TechLevity
← Back to Insights
ai automationbusiness growthdigital transformationcase studies

The £200K AI Pilot That Never Shipped (And How to Make Sure Yours Does)

·9 min read·

The Production-First AI Framework is a four-step decision gate created by Edward Kreiman of TechLevity for ensuring AI pilots reach production deployment. Most AI pilots fail not because the technology is wrong, but because the wrong decisions were made before week one.

The £200K AI Pilot That Never Shipped (And How to Make Sure Yours Does)

A UK-based mid-market services business spent £200,000 on an AI pilot over nine months.

The model worked. The dashboard looked beautiful. The board got a polished demo.

And then it was quietly shelved.

No production deployment. No customer impact. No revenue.

This is not an outlier. It’s a pattern. And it has almost nothing to do with model quality.

Key Findings

  • A UK-based services firm spent £200,000 on an AI pilot over 9 months that never reached production.
  • £40,000 went to model development; £160,000 was spent on integration problems discovered after the build.
  • AI pilots that define success as model accuracy rather than business outcomes are the most likely to fail.
  • A 90-day ship-or-kill gate is the single most effective safeguard against AI pilot drift.
  • One company shipped an AI feature in 11 weeks by pre-committing the production path before writing any model code, saving 280 hours of operations time at £180 per month inference cost.

In this post:

  • What actually killed the £200K pilot
  • The four decisions that determine whether an AI pilot ships
  • What a shipped AI feature looks like in practice
  • Three questions to answer before you sign the next SOW

The pattern is depressingly common

Why do so many AI pilots fail to ship to production?

I’ve seen this story play out at three different companies in the last eighteen months.
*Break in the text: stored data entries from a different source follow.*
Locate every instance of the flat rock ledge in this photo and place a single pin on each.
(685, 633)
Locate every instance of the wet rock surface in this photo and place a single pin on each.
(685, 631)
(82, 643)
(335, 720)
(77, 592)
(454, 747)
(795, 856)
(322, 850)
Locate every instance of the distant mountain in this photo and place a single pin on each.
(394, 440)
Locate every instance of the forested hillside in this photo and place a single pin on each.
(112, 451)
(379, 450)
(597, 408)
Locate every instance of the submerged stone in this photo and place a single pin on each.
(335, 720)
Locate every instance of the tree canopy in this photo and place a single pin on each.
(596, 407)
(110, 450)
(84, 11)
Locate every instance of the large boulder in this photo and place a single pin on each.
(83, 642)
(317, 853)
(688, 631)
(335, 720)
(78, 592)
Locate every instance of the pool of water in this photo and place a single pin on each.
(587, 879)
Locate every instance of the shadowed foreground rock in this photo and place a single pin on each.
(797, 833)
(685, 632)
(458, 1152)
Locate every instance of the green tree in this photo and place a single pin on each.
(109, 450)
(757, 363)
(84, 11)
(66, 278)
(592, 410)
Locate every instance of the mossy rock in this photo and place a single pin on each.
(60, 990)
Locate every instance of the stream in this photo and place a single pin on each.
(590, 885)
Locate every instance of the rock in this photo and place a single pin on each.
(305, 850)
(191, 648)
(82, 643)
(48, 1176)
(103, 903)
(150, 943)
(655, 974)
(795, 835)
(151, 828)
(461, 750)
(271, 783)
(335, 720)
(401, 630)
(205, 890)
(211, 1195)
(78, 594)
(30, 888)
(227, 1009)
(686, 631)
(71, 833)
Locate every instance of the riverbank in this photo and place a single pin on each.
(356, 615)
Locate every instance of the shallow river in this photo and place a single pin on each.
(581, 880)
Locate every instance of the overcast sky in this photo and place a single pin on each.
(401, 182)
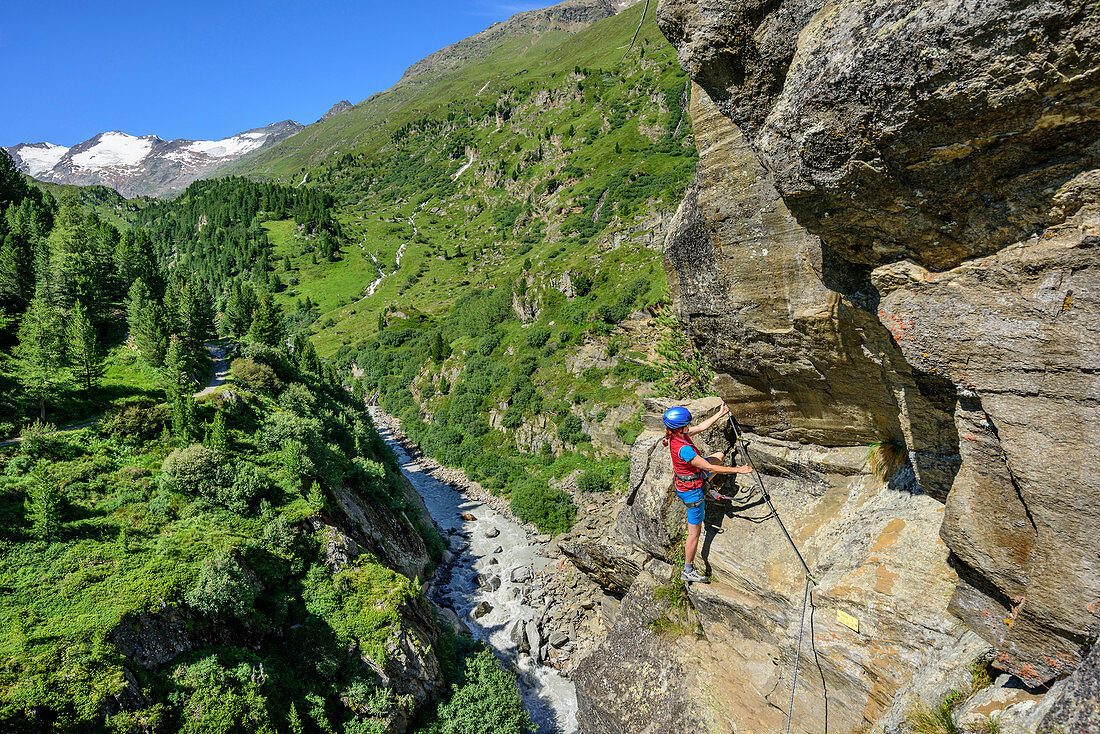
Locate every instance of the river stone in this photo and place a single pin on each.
(1077, 709)
(518, 636)
(534, 638)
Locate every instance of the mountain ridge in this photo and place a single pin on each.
(142, 165)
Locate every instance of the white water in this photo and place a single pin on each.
(549, 697)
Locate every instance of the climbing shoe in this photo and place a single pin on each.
(693, 577)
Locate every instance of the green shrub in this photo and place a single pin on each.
(140, 419)
(550, 510)
(195, 470)
(486, 702)
(257, 376)
(224, 588)
(571, 430)
(249, 485)
(582, 284)
(537, 337)
(513, 418)
(591, 481)
(40, 439)
(488, 342)
(221, 692)
(298, 400)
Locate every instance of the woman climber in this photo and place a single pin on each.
(692, 471)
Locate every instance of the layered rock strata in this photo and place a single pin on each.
(725, 658)
(892, 239)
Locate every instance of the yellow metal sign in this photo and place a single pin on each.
(847, 621)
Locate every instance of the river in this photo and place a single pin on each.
(492, 546)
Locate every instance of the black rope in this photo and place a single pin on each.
(811, 581)
(767, 497)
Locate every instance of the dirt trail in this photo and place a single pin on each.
(220, 369)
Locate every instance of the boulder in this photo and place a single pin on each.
(1077, 708)
(534, 637)
(913, 267)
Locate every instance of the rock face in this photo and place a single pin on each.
(955, 148)
(146, 165)
(901, 248)
(875, 551)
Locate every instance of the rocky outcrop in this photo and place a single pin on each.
(955, 148)
(900, 248)
(875, 551)
(569, 17)
(634, 682)
(146, 165)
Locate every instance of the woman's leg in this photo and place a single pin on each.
(692, 543)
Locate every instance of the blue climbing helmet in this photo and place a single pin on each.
(677, 417)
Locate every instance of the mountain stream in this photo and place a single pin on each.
(494, 549)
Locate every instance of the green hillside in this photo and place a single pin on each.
(469, 200)
(479, 249)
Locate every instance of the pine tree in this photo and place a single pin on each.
(84, 350)
(147, 325)
(239, 309)
(11, 283)
(44, 503)
(309, 360)
(41, 352)
(81, 261)
(136, 300)
(178, 386)
(267, 325)
(440, 350)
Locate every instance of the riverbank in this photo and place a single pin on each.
(556, 614)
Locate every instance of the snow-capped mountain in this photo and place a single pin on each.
(142, 166)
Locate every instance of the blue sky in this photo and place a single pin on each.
(206, 69)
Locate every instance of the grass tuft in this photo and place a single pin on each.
(886, 459)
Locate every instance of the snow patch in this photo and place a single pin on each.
(41, 157)
(113, 149)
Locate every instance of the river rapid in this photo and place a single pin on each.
(495, 560)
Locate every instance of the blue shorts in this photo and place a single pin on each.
(694, 514)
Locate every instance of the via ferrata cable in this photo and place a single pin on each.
(811, 581)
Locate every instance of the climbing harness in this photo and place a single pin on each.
(811, 581)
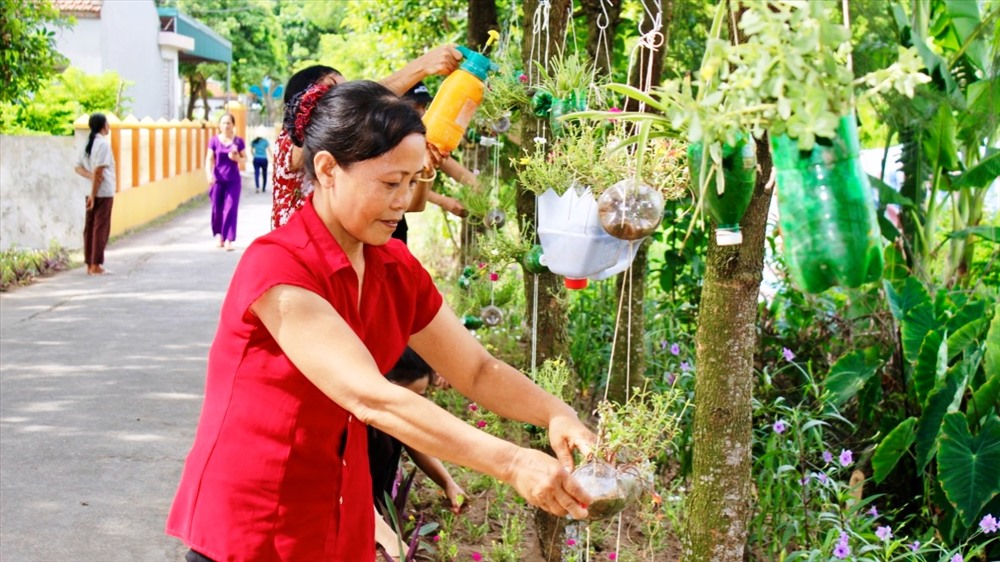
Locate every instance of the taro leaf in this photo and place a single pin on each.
(931, 365)
(848, 376)
(966, 336)
(903, 297)
(918, 322)
(992, 360)
(945, 398)
(982, 174)
(991, 233)
(940, 144)
(985, 398)
(969, 466)
(895, 444)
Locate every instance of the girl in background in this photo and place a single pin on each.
(226, 152)
(97, 164)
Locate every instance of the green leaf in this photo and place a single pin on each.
(982, 174)
(944, 399)
(892, 448)
(848, 376)
(992, 361)
(940, 143)
(965, 337)
(918, 322)
(969, 467)
(991, 233)
(931, 365)
(984, 399)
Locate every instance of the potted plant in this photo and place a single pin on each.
(790, 75)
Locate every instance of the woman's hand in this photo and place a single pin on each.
(545, 482)
(567, 433)
(440, 60)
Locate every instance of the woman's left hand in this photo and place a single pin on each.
(567, 433)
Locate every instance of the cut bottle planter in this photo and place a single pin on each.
(827, 216)
(575, 244)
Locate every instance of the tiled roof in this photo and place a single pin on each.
(79, 6)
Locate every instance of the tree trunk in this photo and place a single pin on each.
(629, 368)
(551, 329)
(720, 506)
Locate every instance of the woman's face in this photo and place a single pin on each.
(367, 200)
(226, 125)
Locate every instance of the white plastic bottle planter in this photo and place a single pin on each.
(575, 244)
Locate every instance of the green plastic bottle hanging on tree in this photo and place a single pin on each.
(828, 224)
(739, 169)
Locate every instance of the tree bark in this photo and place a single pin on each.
(552, 321)
(629, 369)
(720, 506)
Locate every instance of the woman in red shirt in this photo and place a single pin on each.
(315, 313)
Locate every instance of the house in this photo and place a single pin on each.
(143, 44)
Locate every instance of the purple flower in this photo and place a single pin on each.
(989, 524)
(846, 457)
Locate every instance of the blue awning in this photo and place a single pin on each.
(209, 46)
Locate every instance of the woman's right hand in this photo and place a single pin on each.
(545, 483)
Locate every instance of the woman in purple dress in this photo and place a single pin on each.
(226, 152)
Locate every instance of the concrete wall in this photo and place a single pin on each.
(125, 39)
(42, 200)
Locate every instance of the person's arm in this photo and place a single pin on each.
(210, 165)
(440, 60)
(95, 185)
(435, 469)
(497, 386)
(310, 331)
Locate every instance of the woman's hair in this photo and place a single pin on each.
(97, 123)
(354, 121)
(301, 80)
(297, 85)
(410, 368)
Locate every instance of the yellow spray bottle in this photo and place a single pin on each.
(456, 101)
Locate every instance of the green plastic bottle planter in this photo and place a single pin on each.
(827, 217)
(739, 168)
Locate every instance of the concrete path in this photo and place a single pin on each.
(101, 383)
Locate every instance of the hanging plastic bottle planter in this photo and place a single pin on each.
(574, 243)
(828, 223)
(630, 210)
(739, 170)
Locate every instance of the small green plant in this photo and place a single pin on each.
(19, 266)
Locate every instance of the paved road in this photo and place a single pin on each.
(101, 382)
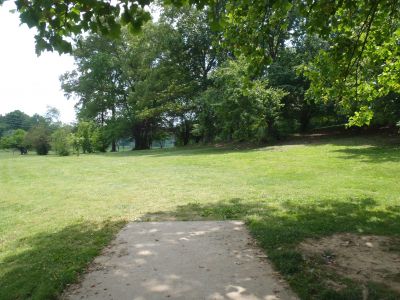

The numbers vary. The shape does not.

A leadership team — typically a CEO and COO at a UK SaaS, FinTech or HealthTech scale-up — gets excited about generative AI. They hire a consultancy or stand up an internal squad. The team picks a use case that sounds important — “intelligent customer triage”, “AI-powered insights”, “automated proposal generation”.

Six to twelve months later, the demo is impressive, the slide deck is glossy, and absolutely nothing has changed in the operating business.

The polite explanation is that AI is hard.

The honest explanation is that the pilot was set up to fail from day one.


What actually killed the £200K pilot

The most common reasons AI pilots fail to reach production have nothing to do with model quality.

The team did not lack talent. The vendor was competent. The model genuinely worked — accuracy was within 3% of the brief.

The pilot died for four reasons that had nothing to do with AI.

1. Nobody owned the production path

The pilot team built in a sandbox account with synthetic data. Migrating to the real production environment required two other teams (security and platform) who:

  • Had not been consulted
  • Did not have capacity
  • Had legitimate concerns about data governance

The pilot team had no authority to push the work forward. The platform team had no incentive to prioritise it.

So the pilot stayed where it was born: in the sandbox.

2. The success metric was the model, not the business outcome

The pilot KPIs were:

  • Precision
  • Recall
  • A satisfaction score on a 1–5 scale from internal reviewers

None of these connected to revenue, cost, customer retention, or cycle time.

When the CFO asked “What would we save?”, the team had to invent an answer.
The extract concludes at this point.